Beryl Markham was a British-Kenyan aviator and author whose West with the Night — a memoir of her life in colonial Kenya and her solo transatlantic flight — Ernest Hemingway praised as the best book written by a woman.
Beryl Markham grew up in colonial Kenya, trained racehorses, learned to fly, and in 1936 became the first person to complete a solo transatlantic flight from east to west — the harder direction, against prevailing winds, from England to Nova Scotia. West with the Night (1942) is her account of that life: the childhood on a farm in British East Africa, the horse training, the years as a bush pilot carrying mail, passengers, and supplies to remote African outposts, and the transatlantic crossing that made her briefly famous.
Ernest Hemingway read the book and wrote to a friend: “She has written so well, and marvellously well, that I was completely ashamed of myself as a writer.” The prose is of unusual quality — precise, rhythmic, and alert to the physical world in ways that suggest a writer who learned to observe before she learned to write. Whether Markham wrote it herself or had substantial help from her then-husband Raoul Schumacher has been debated; the consensus is that whatever collaboration occurred, the voice and experiences are authentically hers.
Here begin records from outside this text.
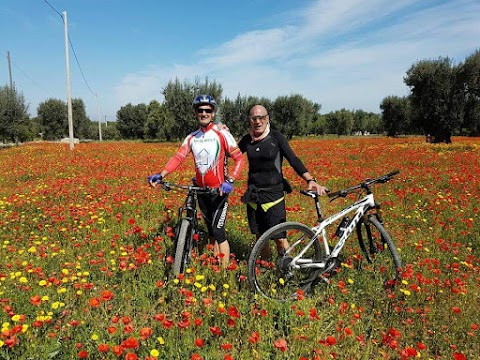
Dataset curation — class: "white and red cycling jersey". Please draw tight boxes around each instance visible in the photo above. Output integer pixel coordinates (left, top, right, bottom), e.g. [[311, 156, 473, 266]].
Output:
[[165, 123, 245, 188]]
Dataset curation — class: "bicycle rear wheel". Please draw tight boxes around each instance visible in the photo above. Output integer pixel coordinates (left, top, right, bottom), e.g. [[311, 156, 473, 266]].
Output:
[[357, 215, 402, 290], [248, 222, 325, 301], [173, 219, 192, 275]]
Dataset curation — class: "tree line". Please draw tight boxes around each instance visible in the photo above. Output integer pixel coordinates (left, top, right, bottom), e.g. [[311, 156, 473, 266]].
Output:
[[0, 50, 480, 142]]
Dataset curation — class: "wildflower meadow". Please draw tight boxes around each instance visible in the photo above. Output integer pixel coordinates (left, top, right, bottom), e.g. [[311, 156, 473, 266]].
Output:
[[0, 137, 480, 360]]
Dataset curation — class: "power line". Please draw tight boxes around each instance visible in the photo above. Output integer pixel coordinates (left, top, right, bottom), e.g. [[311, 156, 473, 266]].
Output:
[[44, 0, 97, 96], [0, 50, 50, 94]]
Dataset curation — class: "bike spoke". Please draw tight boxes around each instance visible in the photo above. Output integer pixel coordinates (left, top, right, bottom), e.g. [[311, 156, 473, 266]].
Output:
[[249, 223, 321, 301]]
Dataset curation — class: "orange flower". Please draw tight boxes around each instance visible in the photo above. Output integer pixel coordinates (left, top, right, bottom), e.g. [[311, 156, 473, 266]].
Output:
[[140, 327, 153, 340], [88, 298, 100, 307], [273, 338, 288, 352], [125, 353, 138, 360], [30, 295, 42, 306], [248, 331, 260, 344], [121, 337, 140, 349], [102, 290, 113, 301], [77, 350, 88, 359], [228, 306, 240, 318], [210, 326, 222, 336], [195, 338, 204, 347], [97, 344, 110, 353]]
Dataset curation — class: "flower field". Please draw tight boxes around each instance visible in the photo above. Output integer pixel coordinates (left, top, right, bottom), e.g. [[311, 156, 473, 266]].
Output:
[[0, 138, 480, 360]]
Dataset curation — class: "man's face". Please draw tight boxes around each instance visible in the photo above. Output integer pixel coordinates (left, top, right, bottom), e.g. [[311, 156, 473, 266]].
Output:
[[195, 104, 215, 126], [248, 108, 269, 135]]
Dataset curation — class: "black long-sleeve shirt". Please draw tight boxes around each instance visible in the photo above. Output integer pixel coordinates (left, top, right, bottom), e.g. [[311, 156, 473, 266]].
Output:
[[238, 130, 308, 201]]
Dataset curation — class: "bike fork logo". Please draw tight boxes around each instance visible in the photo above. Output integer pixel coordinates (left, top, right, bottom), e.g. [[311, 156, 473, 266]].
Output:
[[217, 203, 228, 229]]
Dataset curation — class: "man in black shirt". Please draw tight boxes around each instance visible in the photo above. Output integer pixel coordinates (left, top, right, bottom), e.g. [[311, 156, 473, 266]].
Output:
[[238, 105, 327, 254]]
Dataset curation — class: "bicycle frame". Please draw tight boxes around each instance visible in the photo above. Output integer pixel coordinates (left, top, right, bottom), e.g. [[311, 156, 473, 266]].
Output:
[[286, 193, 376, 269], [176, 190, 198, 229]]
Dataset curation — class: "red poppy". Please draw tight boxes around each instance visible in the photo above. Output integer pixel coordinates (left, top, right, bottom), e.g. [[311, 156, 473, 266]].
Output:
[[195, 338, 204, 347], [97, 344, 110, 353], [88, 298, 100, 307], [30, 295, 42, 306], [325, 335, 337, 346], [273, 338, 288, 351], [248, 331, 260, 344], [210, 326, 222, 336], [220, 343, 233, 351], [102, 290, 114, 301], [121, 337, 140, 349], [228, 306, 240, 318], [77, 350, 88, 359], [125, 353, 138, 360], [139, 327, 153, 340]]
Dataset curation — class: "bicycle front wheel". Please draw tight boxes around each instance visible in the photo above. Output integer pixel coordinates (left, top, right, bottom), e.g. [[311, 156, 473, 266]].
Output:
[[248, 222, 325, 301], [357, 215, 402, 290], [173, 219, 192, 275]]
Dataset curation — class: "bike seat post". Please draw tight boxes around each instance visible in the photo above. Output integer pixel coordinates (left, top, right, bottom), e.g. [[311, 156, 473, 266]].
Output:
[[313, 194, 323, 223]]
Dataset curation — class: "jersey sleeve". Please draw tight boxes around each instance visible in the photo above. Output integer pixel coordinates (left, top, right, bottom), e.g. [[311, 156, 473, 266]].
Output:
[[275, 131, 308, 176], [165, 135, 191, 174], [221, 130, 245, 179]]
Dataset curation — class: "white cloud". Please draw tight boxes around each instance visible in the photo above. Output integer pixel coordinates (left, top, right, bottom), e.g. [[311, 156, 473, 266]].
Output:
[[111, 0, 480, 112]]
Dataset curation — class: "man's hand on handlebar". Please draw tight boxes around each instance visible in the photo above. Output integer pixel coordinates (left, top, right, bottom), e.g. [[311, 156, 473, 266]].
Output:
[[308, 181, 329, 196], [147, 174, 163, 187]]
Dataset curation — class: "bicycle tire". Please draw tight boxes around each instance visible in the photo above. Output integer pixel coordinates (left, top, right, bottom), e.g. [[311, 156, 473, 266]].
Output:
[[357, 215, 402, 290], [173, 219, 192, 275], [248, 222, 324, 302]]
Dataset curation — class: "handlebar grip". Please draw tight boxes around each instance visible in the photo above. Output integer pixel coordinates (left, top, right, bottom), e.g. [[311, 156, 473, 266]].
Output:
[[387, 170, 400, 177]]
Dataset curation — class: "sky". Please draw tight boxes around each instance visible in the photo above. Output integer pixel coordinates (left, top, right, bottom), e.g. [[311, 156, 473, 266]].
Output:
[[0, 0, 480, 121]]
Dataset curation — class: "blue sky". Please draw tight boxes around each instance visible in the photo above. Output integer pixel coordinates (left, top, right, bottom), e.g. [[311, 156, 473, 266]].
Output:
[[0, 0, 480, 120]]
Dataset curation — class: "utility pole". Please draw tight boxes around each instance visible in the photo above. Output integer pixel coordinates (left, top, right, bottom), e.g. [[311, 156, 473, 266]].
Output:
[[63, 11, 74, 150], [95, 94, 102, 141], [7, 51, 13, 91]]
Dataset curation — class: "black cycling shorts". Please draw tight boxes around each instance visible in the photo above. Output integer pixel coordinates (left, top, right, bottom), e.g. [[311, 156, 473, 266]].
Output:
[[247, 199, 287, 239], [198, 194, 228, 244]]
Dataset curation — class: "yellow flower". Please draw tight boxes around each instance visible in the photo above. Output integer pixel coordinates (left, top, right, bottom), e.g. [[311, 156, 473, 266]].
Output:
[[150, 349, 160, 357]]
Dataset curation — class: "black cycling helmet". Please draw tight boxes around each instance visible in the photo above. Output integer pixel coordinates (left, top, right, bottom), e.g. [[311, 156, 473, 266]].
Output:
[[192, 95, 217, 110]]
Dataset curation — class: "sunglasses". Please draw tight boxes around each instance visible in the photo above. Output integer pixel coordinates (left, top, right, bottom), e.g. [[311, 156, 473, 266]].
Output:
[[248, 115, 268, 121], [195, 109, 213, 114]]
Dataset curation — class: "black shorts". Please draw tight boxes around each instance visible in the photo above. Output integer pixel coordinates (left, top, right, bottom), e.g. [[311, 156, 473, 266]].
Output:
[[198, 194, 228, 244], [247, 199, 287, 239]]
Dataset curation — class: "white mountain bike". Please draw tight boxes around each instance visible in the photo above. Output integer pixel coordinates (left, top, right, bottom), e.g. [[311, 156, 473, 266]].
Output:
[[248, 171, 402, 301]]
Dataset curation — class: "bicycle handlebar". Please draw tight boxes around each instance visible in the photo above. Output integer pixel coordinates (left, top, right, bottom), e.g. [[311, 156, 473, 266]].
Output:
[[327, 170, 400, 201], [158, 180, 218, 194]]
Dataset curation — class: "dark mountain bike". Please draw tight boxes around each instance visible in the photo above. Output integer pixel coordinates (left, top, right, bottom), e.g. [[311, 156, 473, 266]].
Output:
[[158, 181, 218, 275]]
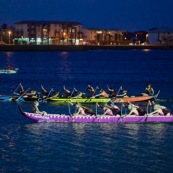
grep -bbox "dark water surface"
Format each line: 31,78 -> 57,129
0,50 -> 173,173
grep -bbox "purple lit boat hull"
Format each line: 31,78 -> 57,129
19,112 -> 173,123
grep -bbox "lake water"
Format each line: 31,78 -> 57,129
0,50 -> 173,173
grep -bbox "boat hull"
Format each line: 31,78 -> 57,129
0,95 -> 12,101
22,112 -> 173,123
0,69 -> 17,74
49,96 -> 154,103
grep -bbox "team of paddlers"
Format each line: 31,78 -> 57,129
33,101 -> 171,116
1,83 -> 171,116
14,83 -> 154,99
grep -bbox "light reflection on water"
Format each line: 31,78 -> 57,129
0,51 -> 173,173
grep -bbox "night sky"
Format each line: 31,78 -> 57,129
0,0 -> 173,31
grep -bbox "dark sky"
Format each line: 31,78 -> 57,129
0,0 -> 173,31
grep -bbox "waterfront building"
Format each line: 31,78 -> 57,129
14,21 -> 84,45
148,28 -> 173,45
0,24 -> 14,44
83,28 -> 127,45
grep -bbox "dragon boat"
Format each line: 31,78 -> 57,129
0,69 -> 18,74
0,95 -> 12,101
19,106 -> 173,123
49,95 -> 157,103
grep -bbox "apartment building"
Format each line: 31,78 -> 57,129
148,28 -> 173,45
14,21 -> 84,45
83,28 -> 126,45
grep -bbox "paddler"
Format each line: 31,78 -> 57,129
145,84 -> 154,96
92,89 -> 109,98
149,101 -> 171,116
87,85 -> 96,96
127,102 -> 139,116
103,106 -> 114,116
33,101 -> 47,115
107,85 -> 117,98
73,103 -> 86,116
106,102 -> 121,116
128,102 -> 146,116
73,88 -> 85,98
63,85 -> 73,98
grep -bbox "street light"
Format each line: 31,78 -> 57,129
8,31 -> 11,44
146,34 -> 148,43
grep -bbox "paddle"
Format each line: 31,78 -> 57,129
15,88 -> 30,101
117,86 -> 122,96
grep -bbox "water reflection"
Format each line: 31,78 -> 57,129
4,52 -> 14,58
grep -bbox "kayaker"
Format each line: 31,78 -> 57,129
149,102 -> 171,116
33,101 -> 47,115
107,85 -> 117,98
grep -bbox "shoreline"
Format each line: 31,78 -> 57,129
0,45 -> 173,52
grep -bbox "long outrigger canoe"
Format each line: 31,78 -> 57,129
19,106 -> 173,123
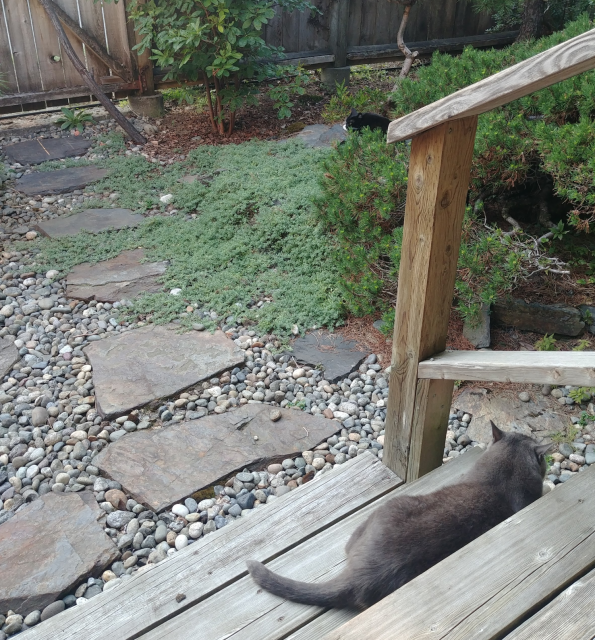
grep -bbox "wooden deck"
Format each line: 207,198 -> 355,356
20,449 -> 595,640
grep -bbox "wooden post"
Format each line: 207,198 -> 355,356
383,116 -> 477,482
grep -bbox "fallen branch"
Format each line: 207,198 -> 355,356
39,0 -> 147,144
52,1 -> 134,82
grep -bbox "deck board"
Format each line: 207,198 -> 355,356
141,449 -> 481,640
418,351 -> 595,387
325,462 -> 595,640
504,571 -> 595,640
21,453 -> 402,640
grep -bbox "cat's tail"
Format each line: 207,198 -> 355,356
246,560 -> 355,608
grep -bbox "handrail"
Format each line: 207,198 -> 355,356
387,29 -> 595,143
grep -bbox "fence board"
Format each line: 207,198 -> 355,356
0,0 -> 19,93
4,0 -> 43,92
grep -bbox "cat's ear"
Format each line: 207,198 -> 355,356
535,442 -> 554,457
490,420 -> 504,442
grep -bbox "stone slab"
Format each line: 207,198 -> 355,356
66,249 -> 168,302
287,330 -> 368,382
4,137 -> 93,164
0,493 -> 119,614
453,387 -> 570,444
15,165 -> 109,196
463,304 -> 491,349
0,338 -> 20,379
95,404 -> 341,511
34,209 -> 144,238
492,300 -> 585,336
84,325 -> 244,419
292,124 -> 347,147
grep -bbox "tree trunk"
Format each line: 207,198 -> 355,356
517,0 -> 545,42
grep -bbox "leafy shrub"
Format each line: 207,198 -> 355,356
392,15 -> 595,231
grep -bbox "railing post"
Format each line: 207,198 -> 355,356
383,116 -> 477,482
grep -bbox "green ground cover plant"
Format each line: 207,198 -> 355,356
37,142 -> 343,336
391,14 -> 595,231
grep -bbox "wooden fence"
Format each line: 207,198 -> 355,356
0,0 -> 498,113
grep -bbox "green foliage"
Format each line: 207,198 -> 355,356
56,107 -> 95,133
535,333 -> 558,351
316,131 -> 552,324
568,387 -> 595,404
322,82 -> 386,122
392,15 -> 595,231
316,130 -> 409,315
37,142 -> 343,336
122,0 -> 316,135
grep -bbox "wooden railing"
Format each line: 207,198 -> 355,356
383,30 -> 595,481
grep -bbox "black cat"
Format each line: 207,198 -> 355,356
343,109 -> 390,133
247,423 -> 550,609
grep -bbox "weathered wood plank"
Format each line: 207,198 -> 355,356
383,116 -> 477,481
23,453 -> 402,640
141,449 -> 481,640
325,469 -> 595,640
418,351 -> 595,387
505,571 -> 595,640
347,31 -> 518,64
0,1 -> 19,93
387,29 -> 595,143
4,0 -> 43,92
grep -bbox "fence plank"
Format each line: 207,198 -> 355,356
383,116 -> 477,481
4,0 -> 43,92
0,0 -> 19,93
387,29 -> 595,142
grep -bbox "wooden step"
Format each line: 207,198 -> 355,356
418,351 -> 595,387
504,571 -> 595,640
324,468 -> 595,640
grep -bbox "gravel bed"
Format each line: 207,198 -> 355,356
0,122 -> 595,640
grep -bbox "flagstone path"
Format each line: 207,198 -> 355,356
288,330 -> 368,383
34,209 -> 144,238
0,493 -> 119,614
84,325 -> 244,420
66,249 -> 168,302
96,403 -> 338,511
15,165 -> 108,196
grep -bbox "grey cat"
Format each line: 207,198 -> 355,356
247,423 -> 550,609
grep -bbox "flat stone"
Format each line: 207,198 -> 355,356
3,137 -> 92,164
492,300 -> 585,336
84,325 -> 244,420
455,388 -> 568,444
0,338 -> 20,378
66,248 -> 168,302
287,330 -> 368,382
34,209 -> 144,239
95,404 -> 341,511
463,304 -> 491,349
0,493 -> 118,614
293,124 -> 347,147
15,165 -> 109,196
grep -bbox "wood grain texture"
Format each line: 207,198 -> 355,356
22,453 -> 402,640
504,571 -> 595,640
418,351 -> 595,387
387,29 -> 595,143
383,116 -> 477,481
325,469 -> 595,640
141,450 -> 480,640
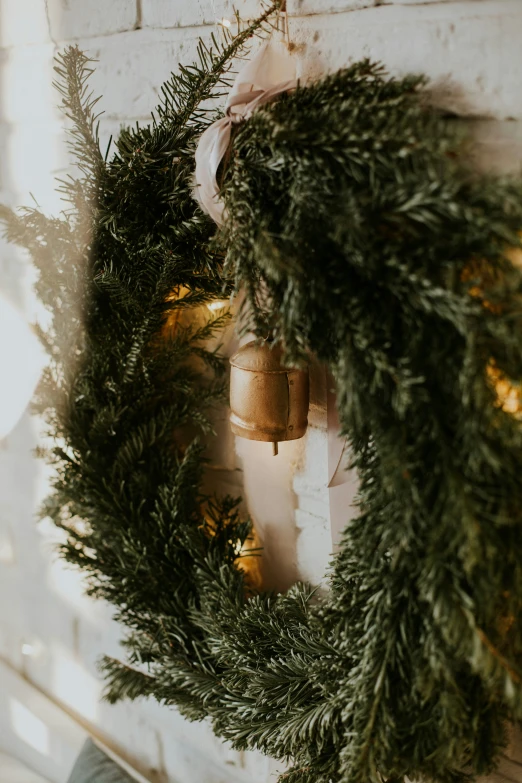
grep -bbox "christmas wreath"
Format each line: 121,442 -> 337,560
2,9 -> 522,783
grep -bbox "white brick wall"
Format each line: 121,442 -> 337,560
0,0 -> 522,783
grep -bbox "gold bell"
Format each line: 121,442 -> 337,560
230,340 -> 309,455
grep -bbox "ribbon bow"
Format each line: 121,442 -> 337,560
195,40 -> 356,546
196,41 -> 297,225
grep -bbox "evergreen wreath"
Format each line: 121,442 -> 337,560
2,8 -> 522,783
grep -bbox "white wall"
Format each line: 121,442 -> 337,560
0,0 -> 522,783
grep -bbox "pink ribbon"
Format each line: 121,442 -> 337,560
196,41 -> 297,225
195,40 -> 357,547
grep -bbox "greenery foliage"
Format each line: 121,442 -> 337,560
2,7 -> 522,783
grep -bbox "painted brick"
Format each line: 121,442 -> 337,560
47,0 -> 138,42
287,0 -> 377,14
292,0 -> 522,119
0,0 -> 50,47
0,0 -> 522,783
142,0 -> 260,27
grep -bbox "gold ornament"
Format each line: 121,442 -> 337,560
230,340 -> 309,455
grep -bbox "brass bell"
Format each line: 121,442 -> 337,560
230,340 -> 309,455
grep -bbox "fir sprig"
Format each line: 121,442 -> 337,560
0,6 -> 522,783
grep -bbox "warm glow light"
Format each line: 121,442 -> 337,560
0,294 -> 45,440
207,299 -> 228,312
10,699 -> 51,756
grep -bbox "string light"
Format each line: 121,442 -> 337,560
207,299 -> 228,313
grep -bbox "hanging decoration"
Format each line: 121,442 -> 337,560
230,340 -> 309,455
0,5 -> 522,783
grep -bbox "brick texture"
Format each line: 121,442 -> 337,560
0,0 -> 522,783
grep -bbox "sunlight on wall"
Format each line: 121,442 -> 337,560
52,649 -> 102,723
9,699 -> 51,756
47,560 -> 98,620
0,294 -> 45,440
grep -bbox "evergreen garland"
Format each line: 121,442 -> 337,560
1,9 -> 522,783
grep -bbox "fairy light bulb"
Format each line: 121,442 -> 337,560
0,294 -> 45,440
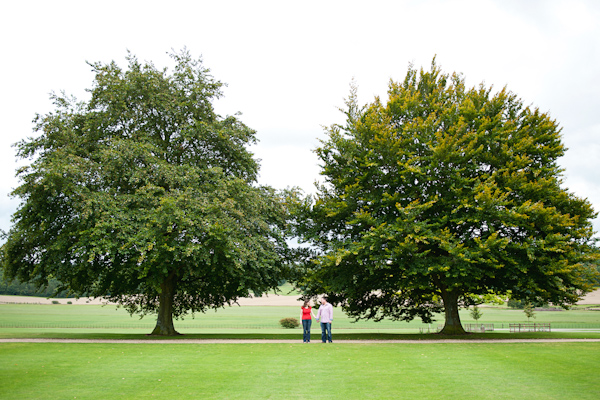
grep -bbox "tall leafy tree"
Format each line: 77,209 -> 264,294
1,50 -> 287,335
298,60 -> 597,334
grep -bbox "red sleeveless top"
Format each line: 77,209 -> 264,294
302,307 -> 311,319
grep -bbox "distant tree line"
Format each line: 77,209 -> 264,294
0,268 -> 69,298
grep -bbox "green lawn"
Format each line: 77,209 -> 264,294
0,343 -> 600,400
0,304 -> 600,332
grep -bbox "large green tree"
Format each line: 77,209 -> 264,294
298,61 -> 597,334
1,50 -> 287,335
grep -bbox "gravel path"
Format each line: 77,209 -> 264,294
0,339 -> 600,344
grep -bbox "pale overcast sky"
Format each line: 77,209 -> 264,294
0,0 -> 600,238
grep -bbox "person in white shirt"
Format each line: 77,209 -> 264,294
317,296 -> 333,343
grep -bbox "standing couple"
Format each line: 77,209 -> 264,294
302,297 -> 333,343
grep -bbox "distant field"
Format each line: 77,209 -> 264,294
0,304 -> 600,332
0,343 -> 600,400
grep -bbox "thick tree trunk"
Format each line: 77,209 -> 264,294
440,289 -> 467,335
151,276 -> 179,336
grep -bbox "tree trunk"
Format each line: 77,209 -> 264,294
151,276 -> 180,336
440,289 -> 467,335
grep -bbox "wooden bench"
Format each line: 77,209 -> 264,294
508,322 -> 550,333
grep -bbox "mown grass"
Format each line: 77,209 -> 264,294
0,343 -> 600,400
0,304 -> 600,331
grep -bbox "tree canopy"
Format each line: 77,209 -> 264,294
1,50 -> 287,335
297,60 -> 597,334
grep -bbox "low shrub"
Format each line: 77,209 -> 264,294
279,318 -> 300,329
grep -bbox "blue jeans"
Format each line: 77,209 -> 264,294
321,322 -> 331,343
302,319 -> 312,342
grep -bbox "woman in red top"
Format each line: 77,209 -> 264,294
302,301 -> 313,343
The book was published in 1942, went largely unnoticed, and was rediscovered in 1983 when a new edition became a surprise bestseller. Markham’s life story — she was raised by an African father figure more than her own father, lived as a horse trainer and aviator in colonial Kenya, had three marriages and numerous affairs — is as extraordinary as her prose, and the book holds both together with remarkable compression.